4) Afforestation and ecological conservation: In recent years, China has been at the forefront of afforestation efforts, planting over 7.7 million hectares of trees in 2021 alone, contributing significantly to combating desertification and enhancing carbon sequestration. Additionally, the country has established more than 12,000 national parks and protected areas, encompassing approximately 18% of its land area, proving a substantial commitment to ecological conservation. These proactive measures show China’s dedication to addressing environmental challenges through tangible, large-scale initiatives.
5) Circular economy initiatives: In recent years, China’s commitment to a circular economy is evident in its achievement of recycling rates exceeding 90% for key industries, emphasizing remarkable resource efficiency and waste reduction. Government policies have facilitated the sustainable use of materials, leading to a substantial reduction in environmental impact and positioning China as a global leader in circular economy practices.

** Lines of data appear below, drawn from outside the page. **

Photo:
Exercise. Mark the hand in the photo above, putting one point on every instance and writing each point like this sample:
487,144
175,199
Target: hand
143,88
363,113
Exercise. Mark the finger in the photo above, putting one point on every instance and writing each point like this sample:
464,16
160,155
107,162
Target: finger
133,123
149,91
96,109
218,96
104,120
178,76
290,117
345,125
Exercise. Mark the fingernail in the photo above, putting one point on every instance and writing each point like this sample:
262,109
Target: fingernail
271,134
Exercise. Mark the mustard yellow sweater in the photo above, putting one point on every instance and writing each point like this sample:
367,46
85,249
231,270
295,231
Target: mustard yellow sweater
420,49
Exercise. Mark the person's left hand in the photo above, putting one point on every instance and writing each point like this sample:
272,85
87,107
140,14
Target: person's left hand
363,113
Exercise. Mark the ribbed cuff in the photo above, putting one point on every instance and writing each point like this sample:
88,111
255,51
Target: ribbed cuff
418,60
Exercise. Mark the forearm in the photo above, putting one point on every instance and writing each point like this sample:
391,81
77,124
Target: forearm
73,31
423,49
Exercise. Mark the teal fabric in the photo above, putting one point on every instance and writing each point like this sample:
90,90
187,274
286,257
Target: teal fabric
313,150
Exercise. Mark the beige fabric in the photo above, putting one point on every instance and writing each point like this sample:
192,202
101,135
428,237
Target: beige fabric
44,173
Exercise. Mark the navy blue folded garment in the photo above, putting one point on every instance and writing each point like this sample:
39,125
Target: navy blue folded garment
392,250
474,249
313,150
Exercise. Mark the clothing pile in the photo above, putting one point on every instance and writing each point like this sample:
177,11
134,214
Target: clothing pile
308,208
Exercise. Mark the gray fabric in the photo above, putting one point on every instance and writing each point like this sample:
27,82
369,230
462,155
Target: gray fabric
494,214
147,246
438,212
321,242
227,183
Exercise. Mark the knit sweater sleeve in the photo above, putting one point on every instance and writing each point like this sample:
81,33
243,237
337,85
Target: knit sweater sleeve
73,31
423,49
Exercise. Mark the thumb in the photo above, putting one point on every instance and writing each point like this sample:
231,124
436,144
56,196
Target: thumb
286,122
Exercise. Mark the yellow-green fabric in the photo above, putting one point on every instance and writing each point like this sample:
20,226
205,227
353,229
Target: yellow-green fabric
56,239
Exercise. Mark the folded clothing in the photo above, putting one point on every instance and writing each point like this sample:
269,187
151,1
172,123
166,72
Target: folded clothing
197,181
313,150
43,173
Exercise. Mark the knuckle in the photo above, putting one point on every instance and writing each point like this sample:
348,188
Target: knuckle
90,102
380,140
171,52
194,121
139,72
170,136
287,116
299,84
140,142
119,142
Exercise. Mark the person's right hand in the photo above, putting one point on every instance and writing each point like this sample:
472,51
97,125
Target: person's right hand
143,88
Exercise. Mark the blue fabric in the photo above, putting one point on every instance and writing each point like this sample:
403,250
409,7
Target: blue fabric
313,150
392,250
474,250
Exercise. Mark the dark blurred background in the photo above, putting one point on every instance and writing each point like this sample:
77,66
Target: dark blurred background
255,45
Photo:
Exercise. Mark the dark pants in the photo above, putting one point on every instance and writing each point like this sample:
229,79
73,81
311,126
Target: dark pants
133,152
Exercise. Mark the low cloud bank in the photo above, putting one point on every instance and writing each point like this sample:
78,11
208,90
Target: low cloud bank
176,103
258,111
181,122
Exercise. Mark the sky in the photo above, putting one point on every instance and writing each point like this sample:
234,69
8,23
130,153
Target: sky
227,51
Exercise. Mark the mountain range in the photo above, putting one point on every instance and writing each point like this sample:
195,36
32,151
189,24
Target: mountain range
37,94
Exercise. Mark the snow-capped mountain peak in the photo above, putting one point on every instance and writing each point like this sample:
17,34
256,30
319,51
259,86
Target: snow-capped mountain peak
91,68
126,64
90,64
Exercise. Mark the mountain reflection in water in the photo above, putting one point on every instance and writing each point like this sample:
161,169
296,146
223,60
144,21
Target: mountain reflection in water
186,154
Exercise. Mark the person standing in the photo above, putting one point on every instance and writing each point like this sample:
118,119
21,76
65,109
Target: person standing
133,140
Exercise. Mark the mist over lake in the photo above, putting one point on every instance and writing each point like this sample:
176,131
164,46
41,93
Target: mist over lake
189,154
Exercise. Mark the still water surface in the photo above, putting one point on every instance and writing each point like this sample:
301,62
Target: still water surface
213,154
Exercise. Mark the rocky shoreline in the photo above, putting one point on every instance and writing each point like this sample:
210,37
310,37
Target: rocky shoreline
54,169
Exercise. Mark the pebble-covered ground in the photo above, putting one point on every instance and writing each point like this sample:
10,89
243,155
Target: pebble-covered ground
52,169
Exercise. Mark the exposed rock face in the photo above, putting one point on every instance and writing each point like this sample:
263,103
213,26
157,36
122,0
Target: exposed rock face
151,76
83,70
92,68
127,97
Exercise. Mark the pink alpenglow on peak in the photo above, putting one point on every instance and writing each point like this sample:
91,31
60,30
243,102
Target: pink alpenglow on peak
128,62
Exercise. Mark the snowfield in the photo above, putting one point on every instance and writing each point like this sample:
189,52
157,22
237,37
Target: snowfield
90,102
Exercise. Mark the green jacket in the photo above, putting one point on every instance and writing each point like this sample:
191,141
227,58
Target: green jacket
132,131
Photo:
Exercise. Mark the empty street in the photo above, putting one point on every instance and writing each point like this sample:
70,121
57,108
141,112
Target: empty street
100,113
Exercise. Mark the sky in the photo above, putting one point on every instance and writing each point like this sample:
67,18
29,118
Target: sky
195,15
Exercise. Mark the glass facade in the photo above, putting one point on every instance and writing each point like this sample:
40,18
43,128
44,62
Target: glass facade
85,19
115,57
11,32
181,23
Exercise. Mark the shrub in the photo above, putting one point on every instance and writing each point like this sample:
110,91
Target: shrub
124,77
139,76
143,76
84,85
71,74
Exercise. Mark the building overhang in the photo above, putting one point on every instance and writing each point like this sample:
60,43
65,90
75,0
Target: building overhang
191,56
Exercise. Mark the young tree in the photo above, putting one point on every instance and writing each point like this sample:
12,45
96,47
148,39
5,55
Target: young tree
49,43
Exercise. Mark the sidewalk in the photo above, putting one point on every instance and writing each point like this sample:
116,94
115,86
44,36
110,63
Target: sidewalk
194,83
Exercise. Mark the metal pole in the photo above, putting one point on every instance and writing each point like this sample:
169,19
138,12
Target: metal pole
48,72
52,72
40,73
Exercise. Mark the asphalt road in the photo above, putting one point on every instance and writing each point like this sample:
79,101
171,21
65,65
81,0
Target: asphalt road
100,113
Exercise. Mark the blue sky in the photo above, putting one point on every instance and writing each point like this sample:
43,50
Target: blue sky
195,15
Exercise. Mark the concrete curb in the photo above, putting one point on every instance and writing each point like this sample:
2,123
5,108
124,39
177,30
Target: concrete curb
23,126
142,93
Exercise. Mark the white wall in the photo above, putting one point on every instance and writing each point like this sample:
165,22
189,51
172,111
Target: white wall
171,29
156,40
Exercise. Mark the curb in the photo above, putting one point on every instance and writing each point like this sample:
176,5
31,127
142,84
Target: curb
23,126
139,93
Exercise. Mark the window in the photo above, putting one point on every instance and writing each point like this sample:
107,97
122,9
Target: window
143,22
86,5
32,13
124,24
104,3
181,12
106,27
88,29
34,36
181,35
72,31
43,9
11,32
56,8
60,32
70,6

This strategic emphasis on sustainability aligns with broader environmental goals and fosters a more resource-efficient and eco-friendly industrial landscape.
6) International cooperation: China’s proactive engagement in international collaborations on environmental issues is underscored by its commitment to the Belt and Road Initiative (BRI), where green development principles are integrated into infrastructure projects. Particularly, this commitment has resulted in the establishment of over 100 green BRI demonstration projects, promoting sustainable practices in partner countries and exemplifying China’s global leadership in environmentally conscious development. This collaboration aligns with a shared vision for a greener and more sustainable future on an international scale.
Yulia: What skills does a young scholar in China need to have in order to find a good job?
A young scholar in China aiming to secure a good job should possess a blend of technical proficiency, adaptability, and soft skills. Proficiency in relevant technologies, a strong academic foundation, and the ability to apply theoretical knowledge in practical settings are essential.
Effective communication, problem-solving capabilities, adaptability to evolving work environments, and a proactive attitude towards continuous learning are crucial skills that enhance a young scholar’s employability in the competitive job market.
Yulia: What challenges did you have when you were studying Chinese language? And how did you solve them?
Despite the English-centric academic environment, I maintained a strong interest in learning Chinese. Initially, I attended introductory classes for three months to grasp basic terms. Realizing the importance of expanding my vocabulary for fluent communication, I actively engaged with local people, especially in everyday situations like shopping, and fostered friendships with Chinese individuals.
I am genuinely impressed by the friendly character of the Chinese people, who consistently supported me, corrected my language errors, and encouraged my learning efforts.
Yulia: What advice would you give yourself at the start of your career path in China?
If I were at the start of my career path in China, I would advise myself to focus on continuous language improvement, actively engage with the local community to enhance cultural understanding, and leverage networking opportunities within both academic and corporate spheres.
Additionally, I would emphasize the importance of balancing theoretical knowledge gained during studies with practical skills, ensuring a holistic approach to professional development. Staying open to learning, embracing challenges, and maintaining a proactive attitude would be key elements in navigating and succeeding in the dynamic professional landscape in China.